Mr. Tran Minh Hoang, Director of Research and Analysis at Vietcombank Securities Company (VCSB), believes that deposit interest rates may continue to rise to ensure the attractiveness of the Vietnamese Dong, but this has not yet created an interest rate race due to the slow absorption of credit by the economy . Accordingly, VCBS expects lending interest rates to remain relatively stable in the second half of 2024. However, lending interest rates will still vary depending on the industry and the risk level of each bank.
From another perspective, financial expert Nguyen Tri Hieu expressed concern that, despite weak credit growth, banks are still raising deposit interest rates or issuing high-interest certificates of deposit, which he considers a matter of concern.
According to him, this could be due to rising bad debts, some banks being unable to recover capital, and a decrease in liquidity, forcing them to increase deposit interest rates to attract capital and stabilize cash flow. This could lead to increased business costs for banks, consequently driving up lending interest rates.
At a recent regular government press conference, Deputy Governor of the State Bank of Vietnam, Dao Minh Tu, assessed that while deposit interest rates have increased, lending interest rates have decreased. This means that commercial banks have shared a great deal of the burden with businesses. Although deposits must increase to pay higher interest rates to depositors, lending rates have decreased, thus narrowing the gap between input and output.

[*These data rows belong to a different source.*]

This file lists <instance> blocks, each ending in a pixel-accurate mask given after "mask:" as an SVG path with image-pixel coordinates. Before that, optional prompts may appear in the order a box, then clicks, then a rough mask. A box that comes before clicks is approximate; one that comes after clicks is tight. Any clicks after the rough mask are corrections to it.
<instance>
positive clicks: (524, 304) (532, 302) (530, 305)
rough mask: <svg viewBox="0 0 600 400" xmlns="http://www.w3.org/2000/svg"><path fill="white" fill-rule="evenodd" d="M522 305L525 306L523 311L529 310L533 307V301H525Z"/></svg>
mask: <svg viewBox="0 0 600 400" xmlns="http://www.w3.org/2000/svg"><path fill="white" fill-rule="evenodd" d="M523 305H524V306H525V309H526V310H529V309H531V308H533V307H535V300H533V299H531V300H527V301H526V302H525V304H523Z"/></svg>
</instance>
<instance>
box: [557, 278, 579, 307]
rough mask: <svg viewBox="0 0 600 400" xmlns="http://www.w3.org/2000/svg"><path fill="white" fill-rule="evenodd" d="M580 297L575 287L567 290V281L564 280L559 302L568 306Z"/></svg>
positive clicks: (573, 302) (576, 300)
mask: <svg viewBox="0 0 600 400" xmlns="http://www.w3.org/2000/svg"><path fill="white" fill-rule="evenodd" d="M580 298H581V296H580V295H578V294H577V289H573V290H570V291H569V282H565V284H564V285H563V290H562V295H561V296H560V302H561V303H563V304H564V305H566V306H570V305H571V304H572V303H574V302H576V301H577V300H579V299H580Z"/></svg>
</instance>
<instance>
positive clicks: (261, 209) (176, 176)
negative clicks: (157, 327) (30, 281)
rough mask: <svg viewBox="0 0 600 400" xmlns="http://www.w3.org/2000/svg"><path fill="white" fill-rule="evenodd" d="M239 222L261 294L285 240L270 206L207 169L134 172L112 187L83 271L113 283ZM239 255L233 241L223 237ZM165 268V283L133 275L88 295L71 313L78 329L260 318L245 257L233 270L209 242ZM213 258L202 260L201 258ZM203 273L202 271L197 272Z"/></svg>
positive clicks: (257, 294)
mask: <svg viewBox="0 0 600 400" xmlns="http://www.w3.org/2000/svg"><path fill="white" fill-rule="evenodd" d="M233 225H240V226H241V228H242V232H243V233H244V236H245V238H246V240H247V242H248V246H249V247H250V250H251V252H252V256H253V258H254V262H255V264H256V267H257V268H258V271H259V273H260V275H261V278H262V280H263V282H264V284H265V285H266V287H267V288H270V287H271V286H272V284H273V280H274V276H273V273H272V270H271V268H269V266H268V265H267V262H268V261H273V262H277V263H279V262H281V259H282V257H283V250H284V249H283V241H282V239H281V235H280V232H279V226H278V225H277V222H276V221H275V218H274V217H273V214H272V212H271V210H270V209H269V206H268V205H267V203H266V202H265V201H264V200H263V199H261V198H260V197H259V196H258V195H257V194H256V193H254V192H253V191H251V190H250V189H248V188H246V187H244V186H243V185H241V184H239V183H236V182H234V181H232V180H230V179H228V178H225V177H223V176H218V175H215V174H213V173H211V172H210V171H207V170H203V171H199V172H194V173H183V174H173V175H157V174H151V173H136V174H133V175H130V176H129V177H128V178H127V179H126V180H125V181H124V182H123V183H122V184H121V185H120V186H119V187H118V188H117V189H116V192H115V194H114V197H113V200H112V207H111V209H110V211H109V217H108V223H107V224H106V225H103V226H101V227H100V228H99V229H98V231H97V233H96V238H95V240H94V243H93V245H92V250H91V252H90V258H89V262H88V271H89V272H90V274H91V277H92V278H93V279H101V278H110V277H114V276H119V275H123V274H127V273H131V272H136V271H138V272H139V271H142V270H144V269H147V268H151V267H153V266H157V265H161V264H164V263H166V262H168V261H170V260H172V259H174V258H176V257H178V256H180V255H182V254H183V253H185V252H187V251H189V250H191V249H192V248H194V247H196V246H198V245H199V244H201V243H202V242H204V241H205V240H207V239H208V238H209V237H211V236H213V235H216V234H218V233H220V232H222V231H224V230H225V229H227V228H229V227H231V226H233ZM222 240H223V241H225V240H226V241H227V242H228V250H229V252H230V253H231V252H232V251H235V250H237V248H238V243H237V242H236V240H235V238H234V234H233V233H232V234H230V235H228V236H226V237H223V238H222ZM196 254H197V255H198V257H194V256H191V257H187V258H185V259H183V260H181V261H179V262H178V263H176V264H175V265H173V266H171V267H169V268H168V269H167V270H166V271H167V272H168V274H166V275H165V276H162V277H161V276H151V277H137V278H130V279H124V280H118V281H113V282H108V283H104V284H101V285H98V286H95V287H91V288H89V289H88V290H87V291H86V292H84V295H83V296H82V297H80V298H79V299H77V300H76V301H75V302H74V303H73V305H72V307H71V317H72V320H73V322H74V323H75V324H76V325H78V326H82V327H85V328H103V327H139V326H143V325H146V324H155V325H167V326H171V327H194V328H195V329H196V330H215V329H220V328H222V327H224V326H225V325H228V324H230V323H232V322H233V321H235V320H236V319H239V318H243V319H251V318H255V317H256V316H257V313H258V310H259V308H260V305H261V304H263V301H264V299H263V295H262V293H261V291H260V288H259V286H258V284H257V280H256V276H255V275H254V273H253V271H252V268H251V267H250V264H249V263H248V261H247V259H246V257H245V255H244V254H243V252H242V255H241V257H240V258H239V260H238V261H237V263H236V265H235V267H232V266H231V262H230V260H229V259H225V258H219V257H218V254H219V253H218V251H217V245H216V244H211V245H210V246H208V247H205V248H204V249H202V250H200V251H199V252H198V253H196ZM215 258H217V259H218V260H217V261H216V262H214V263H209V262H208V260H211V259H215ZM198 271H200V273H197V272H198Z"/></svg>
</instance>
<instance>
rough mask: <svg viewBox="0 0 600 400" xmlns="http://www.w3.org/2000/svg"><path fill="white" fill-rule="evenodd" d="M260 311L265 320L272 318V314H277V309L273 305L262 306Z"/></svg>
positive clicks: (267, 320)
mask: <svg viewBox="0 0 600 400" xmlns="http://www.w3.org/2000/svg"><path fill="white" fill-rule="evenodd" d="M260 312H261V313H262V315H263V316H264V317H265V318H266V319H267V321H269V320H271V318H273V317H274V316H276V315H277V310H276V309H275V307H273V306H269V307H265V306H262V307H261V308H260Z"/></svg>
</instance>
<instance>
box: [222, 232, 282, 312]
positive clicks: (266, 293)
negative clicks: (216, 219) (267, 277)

Real estate credit is increasing.
From a state management perspective, Mr. Nguyen Duc Lenh, Deputy Director of the State Bank of Vietnam's Ho Chi Minh City branch, stated that in the first seven months of 2024, overall credit in the city increased by 3.9%, but the growth rate of real estate credit reached 5.5%; of which, housing loans (including social housing, commercial housing, and other housing) accounted for the highest proportion, approximately 57% of the total outstanding real estate credit in the city.
Outstanding loans for social housing increased by 78% compared to the end of 2023 as banks intensified loan disbursements for social housing projects in the area. Real estate credit serving production and business activities such as: developing industrial park and export processing zone infrastructure, lending for the construction of offices, high-rise buildings, restaurants, hotels, tourist areas… all achieved a fairly high growth rate.
"The results of real estate lending activities in the area are linked to the market's growth trend. Therefore, some banks are increasing their efforts to attract deposits to implement upcoming lending plans, creating momentum for increased loan balances in all sectors," Mr. Leinh said.